I am also looking forward to talk to it to my family, but I think it will spoil the fun of it. I'm sure my mom will have a field day with this but since I haven't done any move yet, I'm not so comfortable blowing up my cover. For now, I have no plans to inform people other than for help purposes. Also, I don't want to give my mom an “I told you so” moment for now. I am not comfortable giving her the credit on my own decision. I have shown disinterest before because was scared with the idea back then, and I am growing to a better, much more resilient person now that thinks I can now do better if I will. This decision is not certainly because of “My mom wants me to pursue” but rather because of ‘’What if I go to college for funsies because I'm bored being at home?”. In fact, I only remembered my mom telling me to go to college all the time while writing this post.
Now, I'm not sure if this will be going to happen, but I am extensively planning on things. The first step of it all is to request my high school records by email, hoping they'll entertain emails as it's too far for me to go to, I offered to just have them mailed to me, but I am also amendable to go in person if it’s not a possible option. Just some documents that I can keep at my disposal. Maybe not today but if in case someday I am ready, those documents are ready too, or just some fun personal document to keep if I ended up not being able to. The man also have promised to help me inquire to the administration office of the college he's been an alum of, in regards to the admissions and hopefully grants, hopefully it goes well.

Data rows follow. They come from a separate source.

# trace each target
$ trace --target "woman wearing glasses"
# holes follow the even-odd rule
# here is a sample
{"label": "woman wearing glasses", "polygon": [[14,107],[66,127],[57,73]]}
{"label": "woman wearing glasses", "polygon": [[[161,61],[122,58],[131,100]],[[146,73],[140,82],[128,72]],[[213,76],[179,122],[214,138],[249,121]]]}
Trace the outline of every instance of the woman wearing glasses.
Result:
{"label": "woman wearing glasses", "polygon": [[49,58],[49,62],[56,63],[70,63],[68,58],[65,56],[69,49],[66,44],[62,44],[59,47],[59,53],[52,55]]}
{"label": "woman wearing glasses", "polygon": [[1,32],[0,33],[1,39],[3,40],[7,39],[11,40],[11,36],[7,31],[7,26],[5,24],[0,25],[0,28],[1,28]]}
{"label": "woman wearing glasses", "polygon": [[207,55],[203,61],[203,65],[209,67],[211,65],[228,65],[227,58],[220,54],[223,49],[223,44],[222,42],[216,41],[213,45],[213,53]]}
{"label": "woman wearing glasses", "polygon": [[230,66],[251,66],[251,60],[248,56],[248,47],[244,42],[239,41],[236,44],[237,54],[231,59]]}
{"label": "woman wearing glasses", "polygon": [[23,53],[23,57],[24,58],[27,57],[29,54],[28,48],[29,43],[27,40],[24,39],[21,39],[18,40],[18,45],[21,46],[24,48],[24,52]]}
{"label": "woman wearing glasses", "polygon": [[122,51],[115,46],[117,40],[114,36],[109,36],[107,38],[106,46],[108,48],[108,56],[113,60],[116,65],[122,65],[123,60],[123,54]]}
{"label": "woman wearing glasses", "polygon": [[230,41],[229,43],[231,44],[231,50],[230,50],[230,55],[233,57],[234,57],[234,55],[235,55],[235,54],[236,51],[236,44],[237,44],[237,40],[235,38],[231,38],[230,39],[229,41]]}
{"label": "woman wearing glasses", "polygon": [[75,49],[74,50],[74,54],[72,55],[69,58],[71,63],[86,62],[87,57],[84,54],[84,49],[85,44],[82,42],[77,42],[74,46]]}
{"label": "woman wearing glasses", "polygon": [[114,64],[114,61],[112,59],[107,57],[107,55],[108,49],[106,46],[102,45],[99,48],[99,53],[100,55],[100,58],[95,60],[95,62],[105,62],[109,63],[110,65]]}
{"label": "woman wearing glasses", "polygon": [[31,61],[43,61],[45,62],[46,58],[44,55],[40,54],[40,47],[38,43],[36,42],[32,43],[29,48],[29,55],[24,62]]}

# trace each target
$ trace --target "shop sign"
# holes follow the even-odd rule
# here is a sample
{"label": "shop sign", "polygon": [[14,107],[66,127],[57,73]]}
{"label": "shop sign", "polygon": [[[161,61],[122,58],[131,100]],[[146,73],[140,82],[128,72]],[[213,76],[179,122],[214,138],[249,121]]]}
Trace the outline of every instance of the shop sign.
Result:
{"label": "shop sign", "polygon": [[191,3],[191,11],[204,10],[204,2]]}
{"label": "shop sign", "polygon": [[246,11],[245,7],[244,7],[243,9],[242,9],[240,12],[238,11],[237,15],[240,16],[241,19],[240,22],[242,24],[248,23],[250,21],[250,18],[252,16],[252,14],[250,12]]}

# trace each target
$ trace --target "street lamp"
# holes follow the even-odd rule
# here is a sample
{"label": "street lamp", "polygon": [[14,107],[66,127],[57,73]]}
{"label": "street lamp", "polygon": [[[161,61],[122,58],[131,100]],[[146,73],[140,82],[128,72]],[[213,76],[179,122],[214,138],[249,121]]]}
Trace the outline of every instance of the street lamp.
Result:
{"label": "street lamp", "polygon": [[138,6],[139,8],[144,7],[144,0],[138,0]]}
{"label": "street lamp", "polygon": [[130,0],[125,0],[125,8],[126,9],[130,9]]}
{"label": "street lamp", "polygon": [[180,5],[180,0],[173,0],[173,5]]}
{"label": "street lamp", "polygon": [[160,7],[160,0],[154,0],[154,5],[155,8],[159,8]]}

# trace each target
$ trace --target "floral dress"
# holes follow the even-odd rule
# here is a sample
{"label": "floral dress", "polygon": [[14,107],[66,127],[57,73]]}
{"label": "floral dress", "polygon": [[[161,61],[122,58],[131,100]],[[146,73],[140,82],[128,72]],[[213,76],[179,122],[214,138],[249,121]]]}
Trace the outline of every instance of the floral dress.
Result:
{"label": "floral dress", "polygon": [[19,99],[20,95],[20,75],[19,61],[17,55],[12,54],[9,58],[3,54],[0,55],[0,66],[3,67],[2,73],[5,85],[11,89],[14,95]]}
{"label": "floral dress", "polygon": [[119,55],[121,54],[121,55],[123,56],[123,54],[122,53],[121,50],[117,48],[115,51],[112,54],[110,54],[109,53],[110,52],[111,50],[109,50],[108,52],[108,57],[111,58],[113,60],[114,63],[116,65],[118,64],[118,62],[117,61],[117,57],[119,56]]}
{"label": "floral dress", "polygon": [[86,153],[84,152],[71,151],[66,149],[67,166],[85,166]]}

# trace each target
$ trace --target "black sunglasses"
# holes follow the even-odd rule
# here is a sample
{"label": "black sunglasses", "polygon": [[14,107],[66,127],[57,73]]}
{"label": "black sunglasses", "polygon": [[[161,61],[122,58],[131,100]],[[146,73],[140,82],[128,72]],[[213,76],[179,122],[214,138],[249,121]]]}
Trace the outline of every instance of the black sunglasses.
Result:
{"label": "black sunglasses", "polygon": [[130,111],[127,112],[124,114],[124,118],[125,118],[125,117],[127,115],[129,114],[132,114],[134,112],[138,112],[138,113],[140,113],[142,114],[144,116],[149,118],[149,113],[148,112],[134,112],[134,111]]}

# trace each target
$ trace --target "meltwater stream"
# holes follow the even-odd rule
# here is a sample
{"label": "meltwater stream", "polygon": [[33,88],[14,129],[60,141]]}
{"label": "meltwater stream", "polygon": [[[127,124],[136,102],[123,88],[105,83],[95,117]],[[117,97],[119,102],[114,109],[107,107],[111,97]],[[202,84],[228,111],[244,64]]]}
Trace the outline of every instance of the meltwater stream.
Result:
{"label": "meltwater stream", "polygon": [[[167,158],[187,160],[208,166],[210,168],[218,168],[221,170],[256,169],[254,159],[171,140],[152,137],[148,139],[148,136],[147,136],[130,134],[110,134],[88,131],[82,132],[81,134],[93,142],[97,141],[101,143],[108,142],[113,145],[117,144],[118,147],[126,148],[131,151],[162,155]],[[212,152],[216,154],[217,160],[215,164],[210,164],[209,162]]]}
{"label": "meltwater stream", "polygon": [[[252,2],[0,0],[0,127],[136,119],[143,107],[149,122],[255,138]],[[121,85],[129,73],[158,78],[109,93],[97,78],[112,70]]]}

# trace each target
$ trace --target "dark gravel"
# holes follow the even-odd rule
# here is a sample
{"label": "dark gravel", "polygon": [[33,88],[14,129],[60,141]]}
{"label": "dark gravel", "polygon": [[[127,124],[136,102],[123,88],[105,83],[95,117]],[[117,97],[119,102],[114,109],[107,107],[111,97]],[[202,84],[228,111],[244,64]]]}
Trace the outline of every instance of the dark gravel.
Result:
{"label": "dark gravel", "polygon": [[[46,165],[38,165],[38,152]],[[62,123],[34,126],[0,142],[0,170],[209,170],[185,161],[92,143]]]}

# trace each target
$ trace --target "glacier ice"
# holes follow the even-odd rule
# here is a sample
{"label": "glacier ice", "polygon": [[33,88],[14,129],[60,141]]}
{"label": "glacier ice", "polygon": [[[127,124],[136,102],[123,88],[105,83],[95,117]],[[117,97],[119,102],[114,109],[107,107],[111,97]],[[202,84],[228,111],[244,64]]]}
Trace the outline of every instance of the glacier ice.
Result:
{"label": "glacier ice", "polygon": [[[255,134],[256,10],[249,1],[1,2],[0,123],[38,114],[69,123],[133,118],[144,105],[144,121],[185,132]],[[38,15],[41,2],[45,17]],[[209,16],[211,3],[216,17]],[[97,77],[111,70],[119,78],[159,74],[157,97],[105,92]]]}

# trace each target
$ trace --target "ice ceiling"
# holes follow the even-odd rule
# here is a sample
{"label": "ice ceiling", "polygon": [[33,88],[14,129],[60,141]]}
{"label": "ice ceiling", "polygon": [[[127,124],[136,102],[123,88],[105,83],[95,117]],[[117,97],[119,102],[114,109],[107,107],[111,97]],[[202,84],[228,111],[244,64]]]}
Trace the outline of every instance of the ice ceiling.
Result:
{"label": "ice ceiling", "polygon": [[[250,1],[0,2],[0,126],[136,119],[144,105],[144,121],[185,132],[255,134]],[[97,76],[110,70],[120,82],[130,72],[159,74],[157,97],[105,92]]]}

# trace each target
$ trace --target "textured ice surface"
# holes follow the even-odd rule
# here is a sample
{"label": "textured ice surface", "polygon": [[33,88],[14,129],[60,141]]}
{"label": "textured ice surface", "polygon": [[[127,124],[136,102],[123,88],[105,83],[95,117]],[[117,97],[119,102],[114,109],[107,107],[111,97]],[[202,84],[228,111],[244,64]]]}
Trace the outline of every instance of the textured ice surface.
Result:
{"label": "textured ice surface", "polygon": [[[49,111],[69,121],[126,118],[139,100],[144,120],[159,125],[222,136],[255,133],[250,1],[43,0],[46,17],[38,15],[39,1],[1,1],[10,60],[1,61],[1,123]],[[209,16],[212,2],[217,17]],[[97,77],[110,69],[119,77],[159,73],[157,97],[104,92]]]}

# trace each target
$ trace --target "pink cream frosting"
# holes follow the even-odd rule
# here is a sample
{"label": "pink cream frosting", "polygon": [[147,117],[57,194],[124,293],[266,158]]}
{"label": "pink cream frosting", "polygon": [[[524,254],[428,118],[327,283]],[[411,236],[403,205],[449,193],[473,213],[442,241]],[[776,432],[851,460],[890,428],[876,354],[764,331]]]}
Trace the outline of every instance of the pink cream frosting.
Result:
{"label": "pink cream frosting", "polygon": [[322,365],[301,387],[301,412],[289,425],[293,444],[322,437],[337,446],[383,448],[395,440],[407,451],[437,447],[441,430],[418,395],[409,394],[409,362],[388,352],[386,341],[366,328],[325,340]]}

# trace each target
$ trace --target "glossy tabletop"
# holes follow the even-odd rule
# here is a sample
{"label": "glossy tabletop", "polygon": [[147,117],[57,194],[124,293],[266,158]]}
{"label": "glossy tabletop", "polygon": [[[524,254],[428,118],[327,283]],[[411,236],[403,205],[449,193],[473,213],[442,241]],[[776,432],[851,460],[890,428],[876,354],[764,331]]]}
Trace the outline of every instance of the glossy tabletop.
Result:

Now back on my overwhelmed emotions.
2024 Update: This original Article written June 18, 2023, but it’s quite nice to look back about my thoughts about this now that I am already enrolled and in my second semester. After a journey of back-to-back 13-hour travels almost the same day, having a panic attack at my high school because of a mean registrar, my mother lending me my late father’s pension money to enroll, and my sister being mad at me because I did not tell her right away, I can say that I am now thriving, and happier than ever before because of this decision.